# any else watching china market



## D"artagnan (Nov 18, 2012)

after reading articals from other prep sites 
china seems to be not that far behind us
esp if they own most of our debt


----------



## survival (Sep 26, 2011)

You are exactly right. We are "owned" by them.


----------



## jgriner (Nov 27, 2012)

is china going into the crapper?


----------



## sbasacco (Sep 10, 2012)

ya the problem is wait till they get into trouble and then try to cash in on their American debt...where is the money coming from?...the US will not print more money as to devalue the dollar world wide, and there is no gold in the treasury either...that is a good time to say that shtf!!


----------



## D"artagnan (Nov 18, 2012)

Chang: Chinese Aggression Could Spark Military Conflict 
Everything about Asia, China, Japan, Thailand, South Pacific, Korea, North Korea and more at Lignet.com Asia.-


----------



## AquaHull (Jun 10, 2012)

That's where the 200 million man army will come from. Don't forget that Russia is an Asian nation also.


----------



## Not Crazy Yet (Nov 11, 2012)

D"artagnan said:


> they own most of our debt


Technically I guess you're right, they own a little over 5 trillion dollars of our 16 trillion dollar debt. So in total they don't, but that other 11 trillion is our debt, so technically they "own us" as far as international countries who hold the most debt, but the real problem is our own debt that we hold, which can't be fixed when the government keeps spending money it doesn't have, and raises taxes on its citizens.


----------



## jgriner (Nov 27, 2012)

sbasacco said:


> ya the problem is wait till they get into trouble and then try to cash in on their American debt...where is the money coming from?...the US will not print more money as to devalue the dollar world wide, and there is no gold in the treasury either...that is a good time to say that shtf!!

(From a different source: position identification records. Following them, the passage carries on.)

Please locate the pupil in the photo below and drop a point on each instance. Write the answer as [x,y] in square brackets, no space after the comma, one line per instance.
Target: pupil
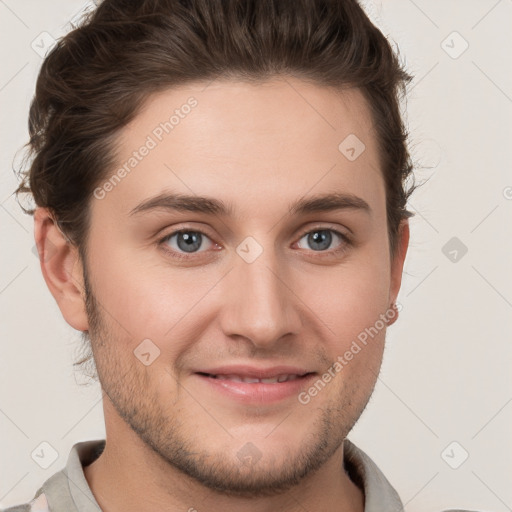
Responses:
[189,241]
[323,238]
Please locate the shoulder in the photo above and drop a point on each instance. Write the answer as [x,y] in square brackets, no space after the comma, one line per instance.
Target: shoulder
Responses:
[38,504]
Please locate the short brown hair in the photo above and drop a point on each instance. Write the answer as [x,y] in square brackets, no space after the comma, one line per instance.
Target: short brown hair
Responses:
[96,78]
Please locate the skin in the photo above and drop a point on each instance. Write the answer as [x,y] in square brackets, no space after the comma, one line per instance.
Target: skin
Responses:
[172,441]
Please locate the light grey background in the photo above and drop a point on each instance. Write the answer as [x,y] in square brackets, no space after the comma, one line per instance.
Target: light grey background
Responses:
[446,370]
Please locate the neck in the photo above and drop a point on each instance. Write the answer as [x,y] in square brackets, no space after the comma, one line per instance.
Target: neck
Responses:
[130,476]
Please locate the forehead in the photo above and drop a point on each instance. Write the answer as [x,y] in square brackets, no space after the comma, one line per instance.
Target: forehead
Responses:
[248,141]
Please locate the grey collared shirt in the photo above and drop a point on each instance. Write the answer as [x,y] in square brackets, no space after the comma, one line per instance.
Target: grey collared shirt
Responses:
[68,490]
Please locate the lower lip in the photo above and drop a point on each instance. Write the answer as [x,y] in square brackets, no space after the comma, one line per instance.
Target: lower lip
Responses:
[257,392]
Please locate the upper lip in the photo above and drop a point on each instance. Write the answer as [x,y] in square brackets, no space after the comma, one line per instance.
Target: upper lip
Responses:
[255,372]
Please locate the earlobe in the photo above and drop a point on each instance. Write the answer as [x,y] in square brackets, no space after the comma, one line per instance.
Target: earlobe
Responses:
[397,266]
[62,269]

we are already printing money as fast as we can, its the only way we can repay our debt, make our dollar worth pennies, compared to their dollar.

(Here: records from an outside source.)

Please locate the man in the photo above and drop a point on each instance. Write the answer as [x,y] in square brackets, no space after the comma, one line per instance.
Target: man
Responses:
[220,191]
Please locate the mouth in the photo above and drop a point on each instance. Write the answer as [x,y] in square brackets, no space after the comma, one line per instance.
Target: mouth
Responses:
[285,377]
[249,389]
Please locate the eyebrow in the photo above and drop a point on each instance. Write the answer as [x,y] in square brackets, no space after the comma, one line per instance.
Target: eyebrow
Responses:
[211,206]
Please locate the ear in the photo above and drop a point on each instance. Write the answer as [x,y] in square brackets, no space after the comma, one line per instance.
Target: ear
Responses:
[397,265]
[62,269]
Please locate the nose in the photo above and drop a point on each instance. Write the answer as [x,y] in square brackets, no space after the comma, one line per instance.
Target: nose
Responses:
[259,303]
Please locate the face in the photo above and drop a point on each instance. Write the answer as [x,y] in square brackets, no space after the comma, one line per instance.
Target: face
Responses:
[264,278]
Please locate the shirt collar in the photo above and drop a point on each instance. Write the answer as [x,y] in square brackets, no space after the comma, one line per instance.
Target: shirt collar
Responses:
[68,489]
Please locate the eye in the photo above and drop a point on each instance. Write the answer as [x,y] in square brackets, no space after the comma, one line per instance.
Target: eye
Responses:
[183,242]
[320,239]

Just wait until our creditors start demanding repayment in gold, no way to devalue that, then we are all screwed.


----------



## S.E.IllUSA (Dec 1, 2012)

Not Crazy Yet said:


> Technically I guess you're right, they own a little over 5 trillion dollars of our 16 trillion dollar debt. So in total they don't, but that other 11 trillion is our debt, so technically they "own us" as far as international countries who hold the most debt, but the real problem is our own debt that we hold, which can't be fixed when the government keeps spending money it doesn't have, and raises taxes on its citizens.


Could someone please bring me up to speed on this? How does China own 5 trillion dollars of our debt? How does that come to be?


----------



## HoJo (Nov 8, 2012)

S.E.IllUSA said:


> Could someone please bring me up to speed on this? How does China own 5 trillion dollars of our debt? How does that come to be?


----------



## S.E.IllUSA (Dec 1, 2012)

HoJo said:


>


They never asked me if they could do that! WTF!!


----------



## jgriner (Nov 27, 2012)

S.E.IllUSA said:


> Could someone please bring me up to speed on this? How does China own 5 trillion dollars of our debt? How does that come to be?


Years and years of liberal cradle to grave government teat. We no longer teach people to fish, but just give free fish. This creates a permanent class of dependent voting blocks will to selling there soul to any one promising to give them more teat.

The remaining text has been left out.